One reasonable model: sequential consistency
  Is an execution (a set of operations) correct?
  There must be some total order of operations such that
  1. all CPUs see results consistent with that total order
     i.e. reads see most recent write in the total order
  2. each CPU's instructions appear in-order in the total order

Intuitive justification:
  The single total order means it's easy for one CPU to predict what
    other CPUs will see
  The "consistent with" and lack of real time may make it easy to implement
  The system appears free to interleave instruction streams however it likes
    to form the total order
  However! When executing in real time, once the system reveals
    a written value to a read operation, the system has committed to a
    little bit of partial order. this may have transitive effects.
  So in real life the system only has freedom in ordering more or
    less concurrent operations -- ones that haven't been observed yet

Problems A and B above examples of a memory system that is not
sequentially consistent

  It is not possible to construct a total order that captures
  execution A and B. Consider execution A. In the total order op 1
  must precede op2 because CPU 0 executes them in that order, but op2
  must precede op1 on CPU 1.  We cannot have a single total order in
  which both are true.  A similar argument holds for execution
  B. Therefore the a memory system that allows the execution A and B
  could not have been sequentially consistenty.
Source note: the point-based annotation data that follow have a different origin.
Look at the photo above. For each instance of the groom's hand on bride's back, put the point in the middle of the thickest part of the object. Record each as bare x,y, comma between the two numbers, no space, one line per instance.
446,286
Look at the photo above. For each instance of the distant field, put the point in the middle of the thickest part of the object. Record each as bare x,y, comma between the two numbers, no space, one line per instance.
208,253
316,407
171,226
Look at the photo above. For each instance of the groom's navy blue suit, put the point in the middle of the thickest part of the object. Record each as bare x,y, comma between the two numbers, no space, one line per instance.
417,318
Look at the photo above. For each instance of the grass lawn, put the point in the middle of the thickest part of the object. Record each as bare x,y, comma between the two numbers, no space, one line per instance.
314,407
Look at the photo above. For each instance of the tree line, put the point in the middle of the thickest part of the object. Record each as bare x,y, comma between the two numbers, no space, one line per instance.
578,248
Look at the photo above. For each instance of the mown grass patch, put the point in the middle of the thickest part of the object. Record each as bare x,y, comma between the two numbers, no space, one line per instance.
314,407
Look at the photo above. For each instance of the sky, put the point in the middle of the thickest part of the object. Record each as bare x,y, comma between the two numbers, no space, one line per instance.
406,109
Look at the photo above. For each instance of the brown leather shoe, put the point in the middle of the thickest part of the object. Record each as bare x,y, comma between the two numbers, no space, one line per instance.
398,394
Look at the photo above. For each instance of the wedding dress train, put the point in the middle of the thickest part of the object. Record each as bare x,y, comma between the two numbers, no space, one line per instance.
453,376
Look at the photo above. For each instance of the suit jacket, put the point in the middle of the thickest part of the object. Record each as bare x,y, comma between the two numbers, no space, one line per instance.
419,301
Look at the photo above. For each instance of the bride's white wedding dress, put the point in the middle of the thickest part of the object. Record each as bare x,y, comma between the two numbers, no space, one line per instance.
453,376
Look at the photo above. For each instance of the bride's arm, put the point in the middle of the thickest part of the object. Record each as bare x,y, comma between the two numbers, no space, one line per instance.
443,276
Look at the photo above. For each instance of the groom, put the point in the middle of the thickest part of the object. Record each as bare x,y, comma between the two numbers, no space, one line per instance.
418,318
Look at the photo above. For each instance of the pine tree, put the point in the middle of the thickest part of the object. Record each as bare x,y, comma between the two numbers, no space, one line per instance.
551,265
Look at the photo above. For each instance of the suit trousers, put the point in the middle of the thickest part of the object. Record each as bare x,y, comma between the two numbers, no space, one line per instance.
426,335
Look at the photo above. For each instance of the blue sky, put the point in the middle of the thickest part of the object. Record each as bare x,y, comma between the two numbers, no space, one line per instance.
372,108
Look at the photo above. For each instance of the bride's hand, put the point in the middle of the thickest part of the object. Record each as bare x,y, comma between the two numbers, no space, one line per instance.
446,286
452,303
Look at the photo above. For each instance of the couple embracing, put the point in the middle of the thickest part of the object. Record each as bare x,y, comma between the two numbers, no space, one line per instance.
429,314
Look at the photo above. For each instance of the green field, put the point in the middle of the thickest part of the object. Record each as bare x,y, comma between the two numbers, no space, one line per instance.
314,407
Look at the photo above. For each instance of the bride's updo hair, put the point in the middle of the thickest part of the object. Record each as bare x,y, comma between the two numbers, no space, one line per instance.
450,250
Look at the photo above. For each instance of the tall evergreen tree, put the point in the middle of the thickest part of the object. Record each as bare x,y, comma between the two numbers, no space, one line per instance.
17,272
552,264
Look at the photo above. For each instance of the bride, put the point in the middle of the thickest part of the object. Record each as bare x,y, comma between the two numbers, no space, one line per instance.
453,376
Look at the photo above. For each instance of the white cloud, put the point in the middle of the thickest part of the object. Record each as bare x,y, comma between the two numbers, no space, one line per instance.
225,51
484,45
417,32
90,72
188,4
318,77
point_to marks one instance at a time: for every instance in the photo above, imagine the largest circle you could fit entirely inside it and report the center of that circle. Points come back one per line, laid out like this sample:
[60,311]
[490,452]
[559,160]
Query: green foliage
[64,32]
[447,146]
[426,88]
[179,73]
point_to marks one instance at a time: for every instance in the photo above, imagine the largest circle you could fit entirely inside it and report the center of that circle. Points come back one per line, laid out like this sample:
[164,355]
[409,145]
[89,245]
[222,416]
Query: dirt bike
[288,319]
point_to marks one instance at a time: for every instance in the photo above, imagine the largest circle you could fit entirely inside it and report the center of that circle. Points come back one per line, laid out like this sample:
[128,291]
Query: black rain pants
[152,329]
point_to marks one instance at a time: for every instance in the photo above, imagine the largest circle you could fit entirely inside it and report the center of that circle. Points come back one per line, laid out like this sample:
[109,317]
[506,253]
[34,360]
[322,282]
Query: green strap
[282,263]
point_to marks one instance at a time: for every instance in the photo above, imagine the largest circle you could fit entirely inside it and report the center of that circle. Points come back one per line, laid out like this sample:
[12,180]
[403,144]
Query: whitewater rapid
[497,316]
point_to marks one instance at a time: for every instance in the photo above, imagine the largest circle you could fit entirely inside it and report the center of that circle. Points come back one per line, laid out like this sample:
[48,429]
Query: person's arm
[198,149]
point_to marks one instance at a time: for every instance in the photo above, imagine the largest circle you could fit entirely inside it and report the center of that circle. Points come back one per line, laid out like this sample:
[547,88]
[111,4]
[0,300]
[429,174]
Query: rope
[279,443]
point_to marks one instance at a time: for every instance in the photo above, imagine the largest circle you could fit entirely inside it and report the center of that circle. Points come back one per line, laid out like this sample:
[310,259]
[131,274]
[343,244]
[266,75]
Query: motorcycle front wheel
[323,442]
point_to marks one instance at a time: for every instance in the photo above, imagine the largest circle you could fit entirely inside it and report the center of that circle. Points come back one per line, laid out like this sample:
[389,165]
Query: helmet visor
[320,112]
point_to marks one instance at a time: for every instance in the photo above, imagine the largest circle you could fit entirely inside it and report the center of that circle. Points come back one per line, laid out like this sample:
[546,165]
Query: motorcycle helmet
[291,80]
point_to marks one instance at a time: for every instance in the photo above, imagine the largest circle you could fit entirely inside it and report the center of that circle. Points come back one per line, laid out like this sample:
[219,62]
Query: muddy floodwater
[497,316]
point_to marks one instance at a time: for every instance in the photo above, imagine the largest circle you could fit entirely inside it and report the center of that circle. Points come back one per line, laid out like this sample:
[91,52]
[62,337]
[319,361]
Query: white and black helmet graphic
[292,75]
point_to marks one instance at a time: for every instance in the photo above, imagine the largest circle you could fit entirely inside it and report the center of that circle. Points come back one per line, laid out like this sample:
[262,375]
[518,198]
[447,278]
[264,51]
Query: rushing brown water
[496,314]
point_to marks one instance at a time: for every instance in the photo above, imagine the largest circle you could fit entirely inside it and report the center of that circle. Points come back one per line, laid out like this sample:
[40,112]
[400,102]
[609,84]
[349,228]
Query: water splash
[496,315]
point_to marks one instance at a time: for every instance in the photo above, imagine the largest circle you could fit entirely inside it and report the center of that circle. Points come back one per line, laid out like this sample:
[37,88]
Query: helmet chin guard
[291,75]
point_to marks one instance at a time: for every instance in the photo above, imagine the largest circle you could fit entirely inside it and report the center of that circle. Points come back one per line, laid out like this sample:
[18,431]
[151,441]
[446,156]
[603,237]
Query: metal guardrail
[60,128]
  To proof that a memory system is sequentially consistent we have to
  merge the total orders of ops on each processor into a global total
  order.  Some ops create a partial order between between different
  cpus because they the op causes a value to be visible at another
  cpu, which is then used there.  We have to show that all possible
  partial orders that the protocol of the memory systems can create
  can be embedded in a global total order.

Let's look at IVY.  What consistency does it provide and how?

Why is Ivy cool?
  All the advantages of *very* expensive parallel hardware.
  On cheap network of workstations.
  No h/w modifications required!

Do we want a single address space?
  Or have programmer understand remote references?
Shall we make a fixed partition of address space?
  I.e. first megabyte on host 0, second megabyte on host 1, &c?
  And send all reads/writes to the correct host?
    We can detect reads and writes using VM hardware.
    I.e. I read- or write-protect remote pages.
  What if we didn't do a good job of placing the pages on hosts?
  Maybe we cannot predict which hosts will use which pages?

Could move the page each time it is used.
  When I read or write, I find current owner, and I take the page.
  So need a more dynamic way to find current location of the page.
  What if lots of people read a page?

Move page for writing, but allow read-only copies.
  When I write a page, I invalidate r/o cached copies.
  When I read a non-cached page, I find most recent writer.
  Works if pages are r/o and shared, or r/w by one host.
  Only bad case is write sharing.
  When might this arise? False sharing...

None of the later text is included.